Precisava alertá-la, em seu lugar, também pensaria em procurar a polícia, mas sabia o que acontecia quando alguém tentava e não queria o mesmo para ela. Lágrimas começaram a rolar pelo rosto de dela e, sentindo-se culpado, Lucas saiu do sofá em que estava e sentou ao lado da garota no sofá pequeno. Sophie se afastou um pouco, sentindo medo.

— Sobre o que você disse de não participar da agência…. – Decidiu tentar tranquiliza-la, não queria dizer que não poderiam obriga-la, seria mentira. Fez o melhor que pôde. — Não se preocupe com isso, pelo menos não agora. E eu não quero prejudicar você, por isso te contei tudo. – Ela relaxou sua postura defensiva e o encarou, sem ter certeza de que entendeu direito. — Minha maior preocupação era que descobrissem sobre você.

— E não sabem? – Enxugou as lágrimas com as costas das mãos e se endireitou no sofá, na esperança de guardar o que soube para si e seguir em frente, era esperta o bastante para saber que isso era o melhor, mas não o correto.

— Ainda não. Nosso alvo na cidade era o Hiago e já conseguimos.

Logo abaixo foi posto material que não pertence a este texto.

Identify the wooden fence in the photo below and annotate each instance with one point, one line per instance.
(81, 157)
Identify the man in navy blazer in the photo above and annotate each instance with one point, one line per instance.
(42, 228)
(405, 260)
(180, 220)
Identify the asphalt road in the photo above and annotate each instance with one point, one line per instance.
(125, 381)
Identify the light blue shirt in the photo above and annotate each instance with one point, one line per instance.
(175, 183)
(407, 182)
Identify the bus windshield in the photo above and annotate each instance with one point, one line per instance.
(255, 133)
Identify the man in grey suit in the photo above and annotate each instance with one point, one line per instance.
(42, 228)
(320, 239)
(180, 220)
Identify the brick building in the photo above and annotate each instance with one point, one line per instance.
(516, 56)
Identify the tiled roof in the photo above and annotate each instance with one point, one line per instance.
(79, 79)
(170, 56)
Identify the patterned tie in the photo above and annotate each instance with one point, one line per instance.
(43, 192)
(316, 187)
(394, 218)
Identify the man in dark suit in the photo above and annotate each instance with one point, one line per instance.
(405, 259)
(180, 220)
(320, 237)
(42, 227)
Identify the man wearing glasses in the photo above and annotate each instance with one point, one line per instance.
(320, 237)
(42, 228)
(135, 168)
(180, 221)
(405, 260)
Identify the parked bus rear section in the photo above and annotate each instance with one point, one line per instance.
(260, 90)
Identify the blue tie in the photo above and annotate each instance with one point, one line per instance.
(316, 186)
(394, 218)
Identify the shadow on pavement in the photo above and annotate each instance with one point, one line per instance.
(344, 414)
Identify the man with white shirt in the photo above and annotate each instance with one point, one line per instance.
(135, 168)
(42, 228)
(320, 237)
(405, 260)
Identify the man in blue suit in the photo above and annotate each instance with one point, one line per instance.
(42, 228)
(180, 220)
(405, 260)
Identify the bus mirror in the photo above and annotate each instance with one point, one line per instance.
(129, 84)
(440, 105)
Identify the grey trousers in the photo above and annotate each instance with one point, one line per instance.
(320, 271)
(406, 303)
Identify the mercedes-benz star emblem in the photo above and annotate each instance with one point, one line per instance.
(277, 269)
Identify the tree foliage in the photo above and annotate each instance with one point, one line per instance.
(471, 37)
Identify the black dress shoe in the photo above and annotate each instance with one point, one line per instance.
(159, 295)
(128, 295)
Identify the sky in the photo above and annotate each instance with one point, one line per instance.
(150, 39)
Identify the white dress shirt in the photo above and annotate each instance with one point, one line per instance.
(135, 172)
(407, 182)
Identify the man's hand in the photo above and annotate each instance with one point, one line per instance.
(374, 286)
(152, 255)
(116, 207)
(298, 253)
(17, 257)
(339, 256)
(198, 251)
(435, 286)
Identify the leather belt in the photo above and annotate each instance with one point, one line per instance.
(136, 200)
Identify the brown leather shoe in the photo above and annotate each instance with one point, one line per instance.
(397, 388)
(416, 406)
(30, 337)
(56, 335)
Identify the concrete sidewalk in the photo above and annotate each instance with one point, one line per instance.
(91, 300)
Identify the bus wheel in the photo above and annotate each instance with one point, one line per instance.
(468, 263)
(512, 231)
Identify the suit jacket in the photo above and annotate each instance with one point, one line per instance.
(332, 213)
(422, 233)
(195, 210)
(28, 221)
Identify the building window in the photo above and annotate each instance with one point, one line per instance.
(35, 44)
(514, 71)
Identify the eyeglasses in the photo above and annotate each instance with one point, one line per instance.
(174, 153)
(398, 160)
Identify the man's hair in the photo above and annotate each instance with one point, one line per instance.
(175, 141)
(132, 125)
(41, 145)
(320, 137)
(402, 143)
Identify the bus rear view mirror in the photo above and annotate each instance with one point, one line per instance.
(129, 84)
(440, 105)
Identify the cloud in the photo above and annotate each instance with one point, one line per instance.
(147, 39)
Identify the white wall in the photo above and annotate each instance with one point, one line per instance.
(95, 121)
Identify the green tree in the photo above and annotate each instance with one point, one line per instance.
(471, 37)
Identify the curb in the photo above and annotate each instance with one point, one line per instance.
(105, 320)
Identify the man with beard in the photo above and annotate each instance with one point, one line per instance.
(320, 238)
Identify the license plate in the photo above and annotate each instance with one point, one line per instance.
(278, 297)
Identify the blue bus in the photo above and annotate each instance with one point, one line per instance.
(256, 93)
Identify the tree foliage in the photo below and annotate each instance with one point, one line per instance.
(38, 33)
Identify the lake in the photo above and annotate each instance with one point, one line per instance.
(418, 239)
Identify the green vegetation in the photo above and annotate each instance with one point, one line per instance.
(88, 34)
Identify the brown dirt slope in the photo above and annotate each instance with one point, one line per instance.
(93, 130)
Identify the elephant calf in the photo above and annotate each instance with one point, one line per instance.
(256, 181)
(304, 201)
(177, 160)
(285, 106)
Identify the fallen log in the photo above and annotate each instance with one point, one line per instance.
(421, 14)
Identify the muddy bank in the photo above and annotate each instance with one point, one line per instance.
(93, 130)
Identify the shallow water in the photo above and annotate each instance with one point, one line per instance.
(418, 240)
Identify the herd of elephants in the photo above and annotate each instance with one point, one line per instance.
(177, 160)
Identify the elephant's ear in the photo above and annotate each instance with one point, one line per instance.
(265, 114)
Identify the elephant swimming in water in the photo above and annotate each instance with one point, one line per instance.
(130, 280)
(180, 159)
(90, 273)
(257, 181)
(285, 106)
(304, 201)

— Aquele linguarudo? Sério?

— Sim. Ele contou apenas para mim sobre seus sonhos. – Receava que o garoto abrisse a boca agora que estava na agência. — Já está ficando tarde… – Ele se levantou, estava perto demais dela e era difícil não querer beijá-la.

— Lucas. – O chamou e se levantou também, ficando de frente para ele. — Por que me contou tudo?

— Bom… – Nem ele mesmo sabia ao certo. — Acho que você precisava saber. O Velho e outras pessoas da agência estavam desconfiando do relacionamento do meu irmão com você. Seria questão de tempo.

— Obrigada… – Suspirou, não era bem a resposta que esperava, mas não importava realmente.

— Não agradeça ainda. Você precisa ficar na sua até tudo se acalmar, vão achar que Fernando perdeu o interesse em você e deduzir que não havia algo especial.

— O que eu faço? – Sentiu receio de contar, mas talvez ele pudesse ajudar, ou dizer que ela estava ficando louca. — Há alguns dias… Tenho me sentido observada, cheguei a pensar que alguém estava me seguindo naquela noite no bar e agora que sei…

— Não faça nada. – Alertou, percebendo o medo nas palavras dela. — Prometo ficar de olho e te avisar caso alguma coisa mude, continue com sua vida normalmente.

— Difícil…

— Não acho que tenham colocado alguém para te seguir, se for o caso, é só por desconfiança, não farão nada, principalmente se eu estiver por perto. – Tentou tranquilizá-la novamente.

Sophie pensou em pedir para que ele ficasse em sua casa naquela noite, mas ficou sem jeito e não sabia se Lucas tinha dito aquilo de propósito. Então se despediu dele, trancou toda a casa e foi para o quarto.

Sentou-se na cama refletindo sobre as informações antes de tomar um banho. Porém, adormeceu antes mesmo de fazer qualquer um dos dois, estava acabada e nem tinha se dado conta.